I also learned from reading various research papers found online that because wolframin protein is not well understood in just how it regulates calcium, among other things, the new gene editing technology, CRISPR, is not being used at this time to edit this gene, at least not at the University of Iowa. Until scientists really understand all that wolframin does and how it does it, editing WFS1 to remove the mutation is risky. At least, that is my understanding.

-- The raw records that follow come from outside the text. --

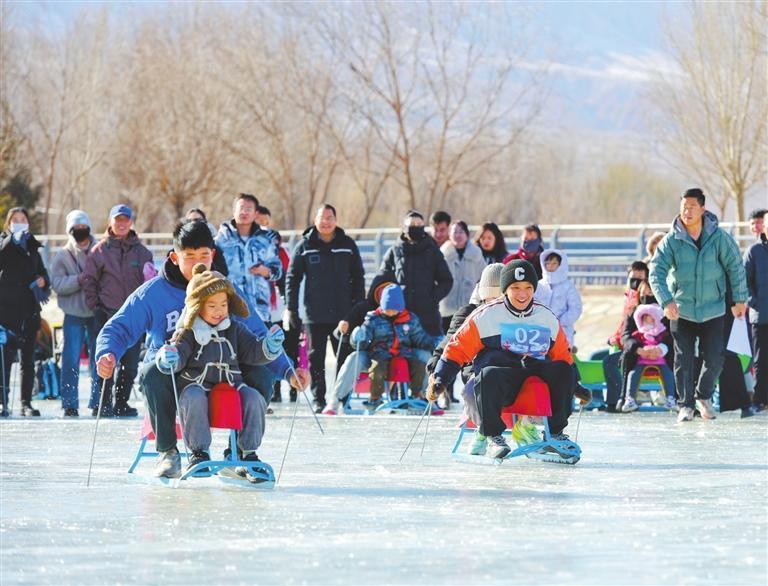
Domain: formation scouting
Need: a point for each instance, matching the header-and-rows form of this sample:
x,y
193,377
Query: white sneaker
x,y
629,405
706,409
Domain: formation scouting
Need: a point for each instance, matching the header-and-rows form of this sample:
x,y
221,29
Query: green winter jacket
x,y
696,279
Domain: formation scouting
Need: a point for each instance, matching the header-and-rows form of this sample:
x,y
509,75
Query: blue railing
x,y
598,254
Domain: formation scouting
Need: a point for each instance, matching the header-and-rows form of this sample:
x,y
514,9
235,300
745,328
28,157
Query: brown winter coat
x,y
113,270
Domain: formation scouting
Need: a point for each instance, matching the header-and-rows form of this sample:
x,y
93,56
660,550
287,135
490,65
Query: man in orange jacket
x,y
508,340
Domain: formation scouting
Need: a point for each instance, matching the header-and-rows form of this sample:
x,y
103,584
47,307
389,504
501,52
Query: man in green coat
x,y
688,276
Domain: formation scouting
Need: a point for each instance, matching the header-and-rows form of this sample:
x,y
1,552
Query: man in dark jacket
x,y
416,263
117,265
329,263
756,264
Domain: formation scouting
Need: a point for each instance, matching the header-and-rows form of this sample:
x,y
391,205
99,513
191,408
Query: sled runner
x,y
533,400
224,412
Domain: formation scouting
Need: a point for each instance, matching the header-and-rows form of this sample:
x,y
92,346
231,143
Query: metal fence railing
x,y
598,254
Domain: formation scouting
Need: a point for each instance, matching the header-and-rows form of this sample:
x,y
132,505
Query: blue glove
x,y
167,358
273,342
358,336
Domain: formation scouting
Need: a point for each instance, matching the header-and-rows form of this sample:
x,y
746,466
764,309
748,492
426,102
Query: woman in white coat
x,y
466,263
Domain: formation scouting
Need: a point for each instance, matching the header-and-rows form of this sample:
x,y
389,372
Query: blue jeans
x,y
77,331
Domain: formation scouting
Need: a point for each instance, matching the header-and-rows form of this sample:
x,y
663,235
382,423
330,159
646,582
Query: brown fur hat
x,y
202,285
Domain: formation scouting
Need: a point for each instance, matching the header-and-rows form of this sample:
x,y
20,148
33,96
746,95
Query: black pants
x,y
760,358
498,386
317,336
161,404
23,340
127,368
710,336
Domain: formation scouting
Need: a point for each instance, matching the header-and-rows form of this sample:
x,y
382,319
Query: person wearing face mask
x,y
417,265
24,284
79,322
531,247
638,292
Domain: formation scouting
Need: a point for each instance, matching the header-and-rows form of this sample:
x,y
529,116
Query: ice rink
x,y
651,502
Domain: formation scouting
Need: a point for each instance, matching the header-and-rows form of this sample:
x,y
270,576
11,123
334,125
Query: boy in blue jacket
x,y
152,311
392,331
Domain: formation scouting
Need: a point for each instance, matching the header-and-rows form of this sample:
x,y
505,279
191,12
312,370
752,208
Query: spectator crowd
x,y
443,299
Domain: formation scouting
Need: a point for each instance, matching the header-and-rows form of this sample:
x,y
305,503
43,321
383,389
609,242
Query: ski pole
x,y
428,409
426,430
301,391
178,410
18,381
290,435
578,422
5,385
96,429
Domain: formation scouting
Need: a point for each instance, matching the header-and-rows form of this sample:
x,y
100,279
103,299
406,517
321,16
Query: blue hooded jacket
x,y
153,311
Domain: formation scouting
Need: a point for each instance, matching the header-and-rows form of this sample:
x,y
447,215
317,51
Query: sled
x,y
533,400
224,412
398,399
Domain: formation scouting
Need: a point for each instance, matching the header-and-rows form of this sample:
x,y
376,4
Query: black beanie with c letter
x,y
517,271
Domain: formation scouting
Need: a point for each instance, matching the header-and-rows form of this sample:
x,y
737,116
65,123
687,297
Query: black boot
x,y
27,410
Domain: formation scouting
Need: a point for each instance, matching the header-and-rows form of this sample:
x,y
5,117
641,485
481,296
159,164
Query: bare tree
x,y
437,95
713,104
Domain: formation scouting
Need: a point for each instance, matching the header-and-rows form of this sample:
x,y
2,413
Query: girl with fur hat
x,y
206,350
651,334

Apparently there are families in Japan, the United States, The Netherlands, and Spain who, without being related to one another, show the same mutation of gene WFS1, leading researches to surmise that there are locations on this gene that are particularly susceptible to mutating. Fortunately for our family we did not inherit the mutation of WFS1 that causes Wolfram Syndrome. You can read about that on this website: Also, that site has a good explanation of our Smith Family Curse, and I quote: “More than 30 WFS1 mutations have been identified in individuals with a form of nonsyndromic deafness (hearing loss without related signs and symptoms affecting other parts of the body) called DFNA6. Individuals with DFNA6 deafness cannot hear low tones (low-frequency sounds), such as a tuba or the "m" in moon. DFNA6 hearing loss is unlike most forms of nonsyndromic deafness that affect high tones (high-frequency sounds), such as birds chirping, or all frequencies of sound. Most WFS1 mutations replace one of the protein building blocks (amino acids) used to make wolframin with an incorrect amino acid. One mutation deletes an amino acid from wolframin. WFS1 mutations probably alter the 3-dimensional shape of wolframin, which could affect its function. Because the function of wolframin is unknown, however, it is unclear how WFS1 mutations cause hearing loss. Some researchers suggest that altered wolframin disturbs the balance of charged particles in the inner ear, which interferes with the hearing process.”

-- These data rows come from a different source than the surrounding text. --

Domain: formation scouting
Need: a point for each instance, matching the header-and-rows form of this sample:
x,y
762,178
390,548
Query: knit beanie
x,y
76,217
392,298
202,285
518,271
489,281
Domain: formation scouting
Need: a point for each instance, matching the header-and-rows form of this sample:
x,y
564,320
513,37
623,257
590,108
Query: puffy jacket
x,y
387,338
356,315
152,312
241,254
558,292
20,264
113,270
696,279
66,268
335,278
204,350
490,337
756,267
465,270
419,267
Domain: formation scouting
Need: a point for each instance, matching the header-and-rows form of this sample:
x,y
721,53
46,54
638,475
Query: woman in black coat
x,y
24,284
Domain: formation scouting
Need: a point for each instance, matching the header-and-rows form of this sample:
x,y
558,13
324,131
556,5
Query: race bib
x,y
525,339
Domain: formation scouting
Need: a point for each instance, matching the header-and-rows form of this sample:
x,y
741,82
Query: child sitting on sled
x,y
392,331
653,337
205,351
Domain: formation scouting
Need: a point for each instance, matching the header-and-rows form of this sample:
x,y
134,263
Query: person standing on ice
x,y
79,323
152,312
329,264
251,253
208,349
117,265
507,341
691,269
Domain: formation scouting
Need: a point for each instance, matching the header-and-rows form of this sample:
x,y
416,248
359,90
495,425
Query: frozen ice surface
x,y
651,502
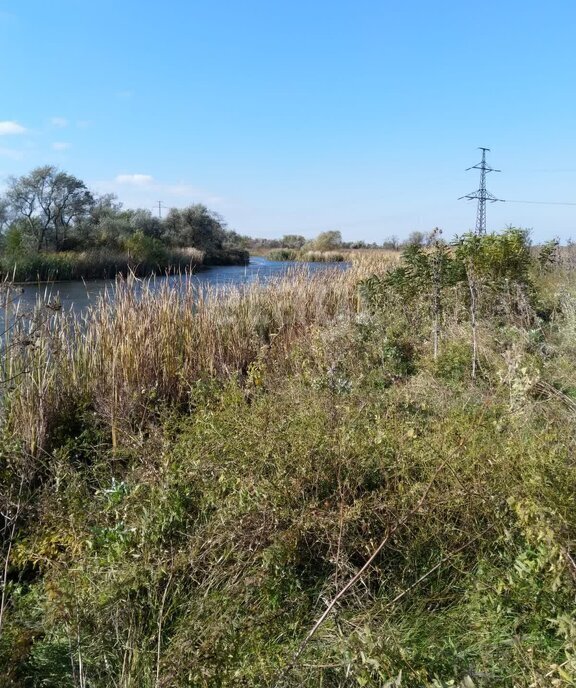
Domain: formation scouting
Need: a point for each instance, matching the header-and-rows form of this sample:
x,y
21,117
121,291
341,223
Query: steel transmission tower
x,y
482,194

In conclusion, we now know the cause of our family’s hereditary hearing loss, a gene mutation of WFS1. We know that this mutation is rare but widely dispersed across the globe. Some researchers believe it is more common than we know because loss of the lower ranges of hearing don’t keep people from understanding human voices like loss in the higher ranges. Consequently, many people with low frequency loss probably don’t look for genetic testing. And we know, too, that until wolframin protein is better understood we will not be candidates for gene editing. 

I would like to thank everybody in our big, wonderful Smith family who participated in this study, including those who did not receive a saliva test from the University of Iowa. I was told that any family member can still participate (there is no deadline) but that the researchers require a blood sample now instead of a saliva sample. As quickly as DNA technology is changing and expanding I really expect to learn that gene editing to repair our family's gene mutation will become available someday soon.